In this research, two of the most creative of world footballers were among those tested; one of them turned out to be in the top 0.1% for design fluency and scored extremely well in the ability to alter learned behavioural responses, while the other had very high scores involving analysis and imagination.  Tasks that appear to be central to their footballing talents. What is important in this is that one psychologist was prompted to ask whether a 16 year old with similar footballing intelligence might be muscled out of the, more physical, nature of English or Swedish football. Something that, to me, seems a metaphor for life.

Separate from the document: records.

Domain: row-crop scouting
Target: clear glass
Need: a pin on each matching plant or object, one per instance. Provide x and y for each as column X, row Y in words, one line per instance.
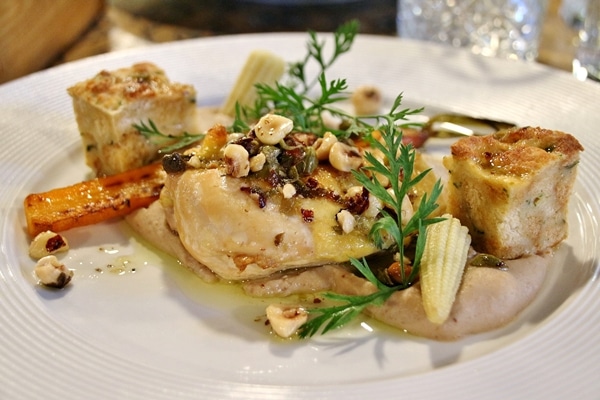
column 500, row 28
column 587, row 60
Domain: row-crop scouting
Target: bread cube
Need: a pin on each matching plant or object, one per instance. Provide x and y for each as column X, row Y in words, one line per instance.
column 512, row 188
column 109, row 104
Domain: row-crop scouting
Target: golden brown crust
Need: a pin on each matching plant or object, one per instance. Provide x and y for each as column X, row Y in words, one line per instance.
column 511, row 189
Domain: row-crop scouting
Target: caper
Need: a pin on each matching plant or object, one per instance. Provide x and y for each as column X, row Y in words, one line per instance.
column 174, row 163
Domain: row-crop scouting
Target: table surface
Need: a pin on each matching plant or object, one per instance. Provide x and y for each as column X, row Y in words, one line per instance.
column 116, row 28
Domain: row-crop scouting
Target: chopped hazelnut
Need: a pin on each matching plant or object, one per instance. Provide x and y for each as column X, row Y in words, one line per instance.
column 52, row 272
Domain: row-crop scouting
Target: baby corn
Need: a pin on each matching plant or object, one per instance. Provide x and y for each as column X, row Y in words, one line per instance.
column 442, row 266
column 261, row 67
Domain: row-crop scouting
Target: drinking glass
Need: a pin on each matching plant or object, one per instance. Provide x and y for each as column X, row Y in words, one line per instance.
column 501, row 28
column 587, row 59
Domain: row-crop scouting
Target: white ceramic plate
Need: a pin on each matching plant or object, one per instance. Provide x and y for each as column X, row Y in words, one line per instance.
column 151, row 330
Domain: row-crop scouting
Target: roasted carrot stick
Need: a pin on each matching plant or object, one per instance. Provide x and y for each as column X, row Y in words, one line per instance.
column 93, row 201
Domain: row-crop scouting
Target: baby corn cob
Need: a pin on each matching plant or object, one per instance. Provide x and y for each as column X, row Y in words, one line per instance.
column 442, row 266
column 261, row 67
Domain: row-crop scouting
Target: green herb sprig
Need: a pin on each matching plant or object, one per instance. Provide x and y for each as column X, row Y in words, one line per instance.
column 399, row 171
column 169, row 143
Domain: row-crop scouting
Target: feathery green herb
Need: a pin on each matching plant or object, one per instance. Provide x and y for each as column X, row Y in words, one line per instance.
column 305, row 99
column 399, row 171
column 170, row 142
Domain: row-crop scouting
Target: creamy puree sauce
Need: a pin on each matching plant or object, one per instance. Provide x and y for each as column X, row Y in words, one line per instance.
column 488, row 297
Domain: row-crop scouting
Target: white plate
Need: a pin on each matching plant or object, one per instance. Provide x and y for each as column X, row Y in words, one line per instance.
column 158, row 333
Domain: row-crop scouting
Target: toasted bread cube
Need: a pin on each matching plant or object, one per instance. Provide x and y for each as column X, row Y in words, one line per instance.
column 512, row 188
column 109, row 104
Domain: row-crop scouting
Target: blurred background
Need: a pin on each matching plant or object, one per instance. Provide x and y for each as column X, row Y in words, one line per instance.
column 37, row 34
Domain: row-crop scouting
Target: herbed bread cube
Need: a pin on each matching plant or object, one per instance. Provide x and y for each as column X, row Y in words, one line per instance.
column 512, row 188
column 109, row 104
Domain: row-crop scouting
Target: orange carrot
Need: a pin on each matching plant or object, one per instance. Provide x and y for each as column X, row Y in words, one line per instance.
column 93, row 201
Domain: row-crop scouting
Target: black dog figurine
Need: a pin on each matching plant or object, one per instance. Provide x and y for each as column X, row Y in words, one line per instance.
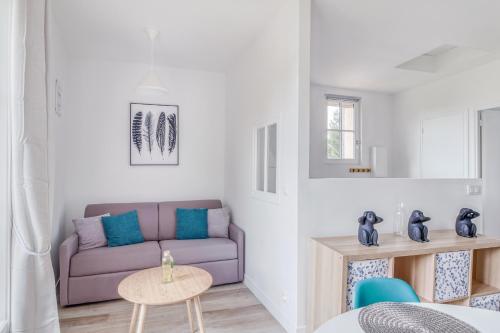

Now, as someone for whom life really did get in the way and who didn’t discover his writing talents until very late on, this research would seem to have some relevance. The satisfaction I get, for example, of using words to paint pictures is immense. So much so that, even I am prompted to ask, “Where did that come from?” That realisation of a talent should be more readily available to everyone; the world would be a better place if it was and the society that I’d like to see might get just a little nearer.

No Excuses Any More

Very few are the times that I’ve ever asked anyone for help in my life. It’s just something I found impossible to do; the words just wouldn’t come out, so I ploughed my own furrow. Whereas, without sounding too sanctimonious, helping others was what gave me great satisfaction. Perhaps that’s why I operated so well in the voluntary sector that was my home for over 30 years. Interestingly in this work, I took on, and made a success of, difficult jobs that others had previously failed at; something that only confirmed to me the validity of my approach. So, I made my own way in life according to a template developed very early on.

So when I became a speaker and joined the Professional Speaking Association, I continued in this vein. This despite being told, “Mike, if you don’t ask, the answer is always “No””. I took that on board but was still unable to put it into practice. The offers of help were actually there, however, I didn’t recognise them for what they were; something that continued for quite some time.

Well, recently, getting rather frustrated with the situation, that is, that I am not bad at what I do and have a real story to tell, I wasn’t getting anywhere. As a result, I decided to break the habit of a lifetime and actually ask. First with the small circle that is my speaking Mastermind group and then beyond.  The beyond being that solid barrier that I had to get though. The response, I have to say has confounded me and left me feeling, well I’m not really sure what. Except to say that it feels very, very good, if a little disconcerting. Indeed, I do know what it feels like. It’s humbling.

You see, one of the things I like to believe is that the vast majority of people on the planet are good, decent and honest and, these last few weeks in my small world, that has been proven to me in abundance.  Surely something to be applauded in these trying times when “Sod you, Jack” seems to be the fuel in society’s engine.

So, many thanks to my colleagues for their, very practical, response. It is appreciated more than you will ever know.  Also, I have no excuses any more.